Há um provérbio ocidental que diz que “a comida de uma pessoa pode ser o veneno de outra pessoa”, o que é uma analogia apropriada à escolha do tratamento do cancro do fígado. Os doentes com cancro do fígado devem escolher o tratamento mais adequado de acordo com a sua própria condição, incluindo o tamanho, localização, diferenciação, reserva de função hepática e estatuto económico do cancro do fígado, etc. Não devem copiar o plano de tratamento bem sucedido de outros. Demasiadas “experiências bem sucedidas” serão demasiadas para o seu fígado “digerir” e conduzirão a demasiados efeitos secundários.
V. Postscript
Depois de escrever o artigo acima num só fôlego, sinto-me aliviado por ter a oportunidade de apresentar as palavras que há muito tempo me têm pressionado na mente à maioria dos doentes com cancro do fígado e suas famílias, e de “acordar” e “proteger” o seu tratamento, que é o meu maior desejo.
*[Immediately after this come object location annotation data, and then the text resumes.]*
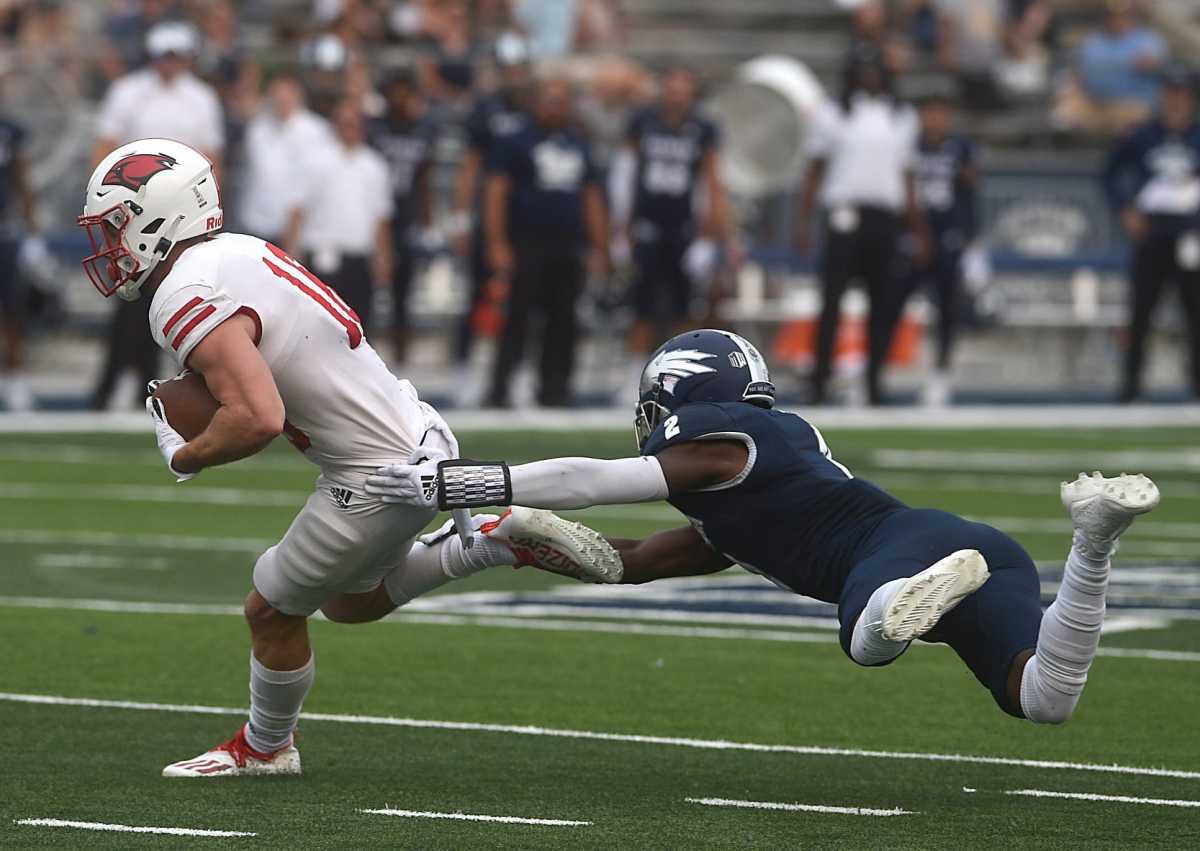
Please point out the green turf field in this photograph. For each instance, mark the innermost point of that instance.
(516, 695)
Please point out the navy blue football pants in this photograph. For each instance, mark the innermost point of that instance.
(990, 627)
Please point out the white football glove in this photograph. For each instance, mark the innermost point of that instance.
(169, 441)
(409, 484)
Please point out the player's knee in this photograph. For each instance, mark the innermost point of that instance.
(264, 618)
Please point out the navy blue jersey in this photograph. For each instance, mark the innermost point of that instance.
(493, 117)
(947, 198)
(549, 171)
(793, 514)
(1156, 171)
(669, 160)
(408, 149)
(12, 136)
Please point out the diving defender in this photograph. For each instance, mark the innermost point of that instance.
(761, 489)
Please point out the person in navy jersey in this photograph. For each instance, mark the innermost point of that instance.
(946, 174)
(15, 190)
(761, 489)
(493, 118)
(1152, 180)
(673, 151)
(861, 153)
(544, 209)
(407, 139)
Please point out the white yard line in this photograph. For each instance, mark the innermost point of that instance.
(1091, 796)
(241, 497)
(468, 816)
(450, 617)
(109, 456)
(1057, 417)
(52, 537)
(594, 736)
(973, 483)
(797, 808)
(1176, 459)
(127, 828)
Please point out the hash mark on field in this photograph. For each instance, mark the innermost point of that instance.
(127, 828)
(591, 735)
(1092, 796)
(797, 808)
(468, 816)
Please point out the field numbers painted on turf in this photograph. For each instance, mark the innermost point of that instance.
(1091, 796)
(799, 808)
(468, 816)
(129, 828)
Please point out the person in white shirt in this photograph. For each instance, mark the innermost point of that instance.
(280, 136)
(349, 185)
(283, 355)
(165, 100)
(861, 153)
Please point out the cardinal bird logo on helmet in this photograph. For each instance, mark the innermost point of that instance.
(133, 171)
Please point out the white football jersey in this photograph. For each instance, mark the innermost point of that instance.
(345, 409)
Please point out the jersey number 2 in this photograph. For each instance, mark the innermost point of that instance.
(318, 291)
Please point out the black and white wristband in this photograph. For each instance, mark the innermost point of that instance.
(463, 483)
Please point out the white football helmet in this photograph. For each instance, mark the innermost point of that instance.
(142, 199)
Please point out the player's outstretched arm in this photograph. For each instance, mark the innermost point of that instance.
(678, 552)
(561, 484)
(251, 412)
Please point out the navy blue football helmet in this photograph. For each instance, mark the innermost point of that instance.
(700, 366)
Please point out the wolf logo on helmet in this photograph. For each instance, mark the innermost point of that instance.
(700, 366)
(133, 171)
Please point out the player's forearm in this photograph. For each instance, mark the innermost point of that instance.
(234, 433)
(576, 483)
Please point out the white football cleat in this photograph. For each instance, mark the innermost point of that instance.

Ao mesmo tempo, estou feliz e sinto-me culpado. O tratamento excessivo do cancro do fígado não é de modo algum uma coisa nova, e não é um fenómeno isolado. Hoje, estou preocupado com o excesso de tratamento, até certo ponto, como reflexo e realização do meu trabalho passado. Mas gostaria de tomar este artigo como um desejo para o futuro e uma bênção para os doentes.